IaC GCP

Terraform Module: GCP Document AI — reusable, regional document processors with KMS and IAM baked in

Quick take — Provision Google Cloud Document AI processors with Terraform: a var-driven module wrapping google_document_ai_processor with default version pinning, CMEK encryption, and least-privilege IAM. New here? Jump to the Quickstart below to deploy it in minutes; read on for how it works and when to reach for it.

Quickstart (copy-paste)

Minimal, runnable configuration — drop this in a .tf file and fill in the "..." placeholders (each required input is commented):

provider "google" {
  project = "my-project"
  region  = "us-central1"
}

module "document_ai" {
  source = "git::https://dev.azure.com/teknohut/kloudvin/_git/terraform-modules//terraform-module-gcp-document-ai?ref=v1.0.0"

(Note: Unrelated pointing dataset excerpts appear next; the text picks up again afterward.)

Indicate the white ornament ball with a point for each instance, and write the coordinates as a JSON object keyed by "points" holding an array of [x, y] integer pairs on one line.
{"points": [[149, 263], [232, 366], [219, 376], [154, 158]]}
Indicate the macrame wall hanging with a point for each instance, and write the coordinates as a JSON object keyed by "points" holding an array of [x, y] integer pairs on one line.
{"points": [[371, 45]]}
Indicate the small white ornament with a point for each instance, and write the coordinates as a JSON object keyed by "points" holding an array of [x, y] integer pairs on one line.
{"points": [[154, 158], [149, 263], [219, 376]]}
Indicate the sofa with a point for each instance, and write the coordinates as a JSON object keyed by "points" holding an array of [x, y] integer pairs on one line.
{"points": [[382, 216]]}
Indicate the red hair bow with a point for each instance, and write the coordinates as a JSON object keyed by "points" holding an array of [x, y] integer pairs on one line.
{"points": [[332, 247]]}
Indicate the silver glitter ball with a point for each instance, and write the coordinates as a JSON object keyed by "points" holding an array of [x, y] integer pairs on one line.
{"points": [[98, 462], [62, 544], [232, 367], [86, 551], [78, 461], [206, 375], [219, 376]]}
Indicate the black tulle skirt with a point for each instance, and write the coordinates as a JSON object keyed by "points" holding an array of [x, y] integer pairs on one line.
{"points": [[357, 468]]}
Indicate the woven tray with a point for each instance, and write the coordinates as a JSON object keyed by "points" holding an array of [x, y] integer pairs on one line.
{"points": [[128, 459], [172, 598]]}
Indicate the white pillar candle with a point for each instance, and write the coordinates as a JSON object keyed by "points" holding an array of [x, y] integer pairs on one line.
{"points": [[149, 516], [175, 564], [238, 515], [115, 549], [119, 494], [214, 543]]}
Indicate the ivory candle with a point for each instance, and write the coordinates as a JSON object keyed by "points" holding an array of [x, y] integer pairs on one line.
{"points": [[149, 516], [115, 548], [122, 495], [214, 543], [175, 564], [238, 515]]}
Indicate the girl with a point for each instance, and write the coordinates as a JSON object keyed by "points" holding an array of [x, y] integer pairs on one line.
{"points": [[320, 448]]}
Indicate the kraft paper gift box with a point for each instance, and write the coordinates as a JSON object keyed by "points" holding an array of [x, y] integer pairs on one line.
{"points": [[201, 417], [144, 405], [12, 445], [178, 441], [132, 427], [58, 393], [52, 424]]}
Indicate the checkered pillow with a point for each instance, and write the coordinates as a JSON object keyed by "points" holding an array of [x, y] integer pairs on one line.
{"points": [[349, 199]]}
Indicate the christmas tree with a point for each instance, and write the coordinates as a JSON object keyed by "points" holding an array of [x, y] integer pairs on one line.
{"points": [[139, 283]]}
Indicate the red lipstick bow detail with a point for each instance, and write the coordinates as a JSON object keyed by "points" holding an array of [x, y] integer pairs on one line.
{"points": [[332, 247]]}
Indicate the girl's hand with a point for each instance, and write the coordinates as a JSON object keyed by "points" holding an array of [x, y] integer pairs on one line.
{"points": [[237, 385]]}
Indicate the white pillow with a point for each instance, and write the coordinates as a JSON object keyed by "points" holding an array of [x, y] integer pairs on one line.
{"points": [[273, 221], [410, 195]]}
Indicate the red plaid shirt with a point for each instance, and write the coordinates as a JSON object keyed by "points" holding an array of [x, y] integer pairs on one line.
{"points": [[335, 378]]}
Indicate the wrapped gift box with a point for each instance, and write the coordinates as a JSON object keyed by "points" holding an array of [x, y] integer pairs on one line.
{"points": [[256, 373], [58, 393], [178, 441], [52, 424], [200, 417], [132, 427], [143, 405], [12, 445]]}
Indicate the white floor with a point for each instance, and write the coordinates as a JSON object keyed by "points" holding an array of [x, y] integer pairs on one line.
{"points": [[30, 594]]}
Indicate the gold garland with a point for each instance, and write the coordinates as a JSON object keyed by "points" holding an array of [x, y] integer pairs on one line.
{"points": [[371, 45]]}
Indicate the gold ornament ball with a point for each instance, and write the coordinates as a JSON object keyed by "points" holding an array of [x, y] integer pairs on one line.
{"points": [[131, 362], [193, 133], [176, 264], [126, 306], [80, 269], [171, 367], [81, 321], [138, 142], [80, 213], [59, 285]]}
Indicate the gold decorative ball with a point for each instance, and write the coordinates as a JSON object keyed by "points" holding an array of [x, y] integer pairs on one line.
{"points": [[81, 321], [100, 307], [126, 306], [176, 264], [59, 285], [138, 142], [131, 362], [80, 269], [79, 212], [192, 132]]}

  project_id     = "..."  # GCP project ID that owns the processor.
  display_name   = "..."  # Human-readable name (1–64 chars) shown in the console.
  processor_type = "..."  # Processor type, e.g. `INVOICE_PROCESSOR`, `FORM_PARSER_…
}

Then terraform init && terraform apply. Every other input has a sensible default — see Inputs below to override behaviour.

What this module is

Google Cloud Document AI is a managed ML service that turns unstructured documents — invoices, contracts, IDs, W-2s, bank statements — into structured data. You create a processor (for example an Invoice Parser, a Form Parser, or a custom Document Extractor you trained), and then call its process / batchProcess endpoints to extract entities, key-value pairs, tables, and full OCR text. Processors are regional (us, eu, or a specific region like us-central1) and the region is immutable once created, so the location decision is effectively permanent and worth encoding as code.

The catch is that a single processor is rarely a complete unit of deployment. In production you also care about which processor version is the live default (Google ships new versions and auto-upgrades unless you pin one), whether documents at rest are encrypted with your own Cloud KMS key (CMEK) instead of Google-managed keys, and which service accounts are allowed to invoke the processor versus administer it. Click-ops in the console gets none of that reproducibly, and it does not survive a region migration or a clean-room rebuild in a second project.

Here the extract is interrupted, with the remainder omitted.